Bu dört fakir ilk anda sevinçlerinden pek bir şey düşünemez hâlde kese kâğıtlarını kucaklayıp evlerine doğru yol alırken kötü zihniyetli bir adama rastladılar. Hâdiseyi bu bozguncuya da anlattılar. Müfsit adam, bunların sevincini çekemedi, aldıkları yardımı hazmedemedi.
— Hemen gidin, Hacıbaba’ya deyin ki: “Oğlun emrini yerine getirmedi, aramızda iltimaslı iş yaptı. Kimimize pirinç, kimimize de tarhana verdi. Senin emrine göre değil, kendi arzusuna göre hareket etti. Yardım alan fakirler ilk anda bu vesveseye ihmal vermedilerse de sonra zihinleri bozuldu. Hep birlikte yine cami avlusunda beklemeye başladılar.

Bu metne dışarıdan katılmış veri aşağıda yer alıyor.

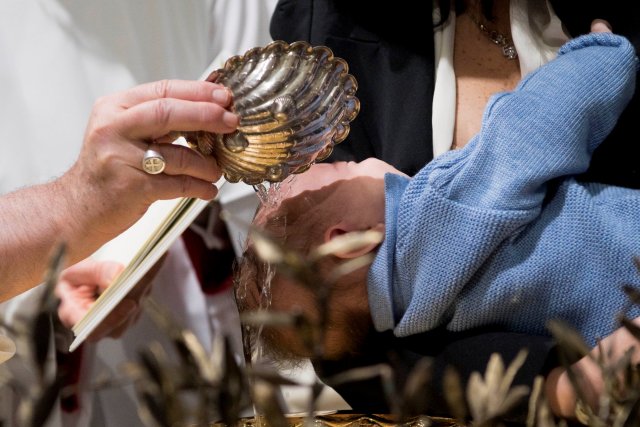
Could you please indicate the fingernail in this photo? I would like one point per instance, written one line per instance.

— Oğlun bize ikram etti ise de senin emrine göre değil, kendi keyfine köre hareket etti. Kimimize şunu, kimimize de bunu verdi. Halbuki sen tek çeşit söylemiştin, o buna itaat göstermedi. Yaşlı adam evvelâ üzülmüş gibi oldu ise de, sonra toparlandı ve:
— Gelin bakalım işin aslını tahkik edelim. Benim oğlum bana isyan etmez. Şimdiye kadar hep itâat etmiştir, dedi. Hep birlikte bakkala girdiler. Tezgâhın öbür tarafına geçip oturan tecrübeli baba, karşısında elpençe divan duran oğluna hitap etti:
— Oğlum, sen bunlara ikramda bulunurken neden benim emrime göre değil de kendi arzu ve hevesine göre ikramda bulundun? Titrek sesli oğul cevap verdi:
— Asla babacağım, ben şimdiye kadar senin sözünden hiç ayrılmadım, şimdiden sonra da ayrılmam.
— Ama müştekileri görüyorsun ya? Benim emrimi değil, kendi arzunu tatbik etmişsin?
— Asla efendim. Siz bunlara (çorbalık) vermemi emretmişsiniz. Ben de öyle yaptım. Hepsine de çorbalık verdim. Siz söyleyin muhtaç arkadaşlar, verdiğim, çorbalıktan başka bir şey mi? Hanginize fasulye, hanginize kabak, hanginize patates, hanginize de yoğurt verdim? Bunların hiçbirini de vermedim. Zira bunlardan çorba olmaz. Verdiklerim sizin (çorbalık) kelimenizin delâlet ettiği şeylerdir. (Çorbalık) kelimesi bunlara delâlet ediyor.
Baba, oğlunu tebrik etti, (çorbalık) kelimesinin şâmil olduğu şeyleri dağıttığı için memnun oldu. Ötekiler de kendilerini vesveseye kaptıran bozguncunun teşvikine aldandıkları için utanıp özür dileyerek çekildiler.
İşte mezheplerin meydana geliş sebebi budur. Kelimelerin şâmil olduğu birkaç mânadan birini tercih inceliği…
(Çorbalık) kelimesi nasıl hem mercimeğe, hem pirinç, hem tarhana, hem de şehriyeye şâmil oluyor, bunların hepsinin de kastedildiğini düşündürebiliyorsa, Kur’an’ın, hadîsin bâzı kelimeleri de böyle şumüllü ve çok mânalara delâlet etmekte, bu mânalardan her birini de çok haklı ve yerinde olarak bir mezhep sahibi tercih etmiş olmakta, böylece en doğru ve haklı hizmeti yapmış bulunmaktadırlar. Rabbimiz bu mânaların hepsini de murad etmiş olabilir. İşte bu tercihlerden de mezhepler meydana gelmektedir. Böylece mezheplerin doğuşu hem ilmî, hem de aklî ve mantıkî olur. Kelimelerin delâlet ettiği mânaları araştırıp tercih etme titizliği anlaşılır.